Species: Gallus gallus domesticus

Embryo Name: RC015
RC015 whole embryo.jpg

Embryo stage: ST20 + Confirmed by Fabiana (supervisor).
Staging description: Staged on the 20th Jan 2011 10:00am, see Notebook Entry

  • Tail bud points forwards
  • Leg and wing buds roughly the same size (indicative of an embryo ST20-ST21)
  • Faint pigmentation present in the eye (pigmentation begins to develop at ST20)
  • Maxillary visceral arch is distinctly larger than the Mandibullary which extends to midline of eye (indicating ST20-ST21)
  • 2nd Visceral arch distinct. (Indicating ST20-ST21).

Fixation: PFA
Cryoprotection: None.
Material label and storage: The sectioned, mounted, stained and coverslipped (in DPX) embryo is labeled RC015 and stored in a slide folder in the lab.

Experiment details

Objective:To complete a serial coronal sectioning of the embryo rostral to the wingbud prior to staining with Cresyl Violet and coverslipping for histological and cytological analysis of the stained sections.
Procedure: 20th Jan 2011, 10:15am (see Notebook entry)
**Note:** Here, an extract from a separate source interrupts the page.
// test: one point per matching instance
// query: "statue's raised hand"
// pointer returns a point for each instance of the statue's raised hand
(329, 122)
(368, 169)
  • 11:30am Using dissection scissors and under a dissection microscope I cut the embryo immediately rostral to the wing bud

RC015 following cutting at wing bud.jpg

  • The cryostat was set to OT: -19°C, CT: -19°C and allowed to equilibrate to the new temperature (it was previously set to OT:-17°C, CT: -17°C.
  • The head region of the embryo was then gently replaced into a vial filled with PFA using forceps.
  • A small plastic mould was half filled with OCT and then, using a blade, the embryo was very carefully laid on top of the OCT from a Petri dish containing PFA.
  • Using forceps the embryo was oriented such that the hindbrain ran parallel to the sides of the mould so that coronal sections could be made

Embryo RC015 submerged in OCT aligned in plastic mould.jpg

  • Bubbles in the OCT were removed with the forceps.
  • 11:55am Incubated the block at -19°C in the cryostat chamber.
  • 12:15pm The block was oriented 90° to a chuck and stuck on by freezing OCT between the two contacting surfaces.
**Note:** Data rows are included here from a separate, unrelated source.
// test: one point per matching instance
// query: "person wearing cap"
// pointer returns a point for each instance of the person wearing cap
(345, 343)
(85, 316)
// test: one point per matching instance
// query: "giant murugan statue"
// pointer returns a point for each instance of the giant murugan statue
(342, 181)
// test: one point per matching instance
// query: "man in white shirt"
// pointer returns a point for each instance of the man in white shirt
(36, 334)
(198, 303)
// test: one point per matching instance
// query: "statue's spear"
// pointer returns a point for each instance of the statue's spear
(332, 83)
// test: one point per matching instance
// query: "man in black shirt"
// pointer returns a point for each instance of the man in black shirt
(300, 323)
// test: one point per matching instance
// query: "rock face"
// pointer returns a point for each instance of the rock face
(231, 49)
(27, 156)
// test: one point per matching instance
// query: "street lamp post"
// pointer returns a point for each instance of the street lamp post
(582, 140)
Embryo RC015(20+) embedded in OCT and incubating in the cryostat.jpg

  • OCT was built up either side of the block inside the cryostat chamber.
  • The chuck was inserted into the metallic chuck holder and incubated at -19°C for one hour.
  • 1:15pm Began trimming the block but decided once I had trimmed to the embryo that it was not centered properly and so more OCT was built up on the side lacking OCT to centre the tissue in the OCT mould.
  • The assembly was incubated in the metallic chuck holder for 30 minutes prior to cutting to allow it to harden.
  • Serial sections of the specimen were cut and mounted onto microscope slides and dried overnight in a fume hood.
  • Slides 1,3,5,7,9,10,11 & 15 were cut by Reuben and Slides 2,4,6,8,12,13,14 were cut by Malisha.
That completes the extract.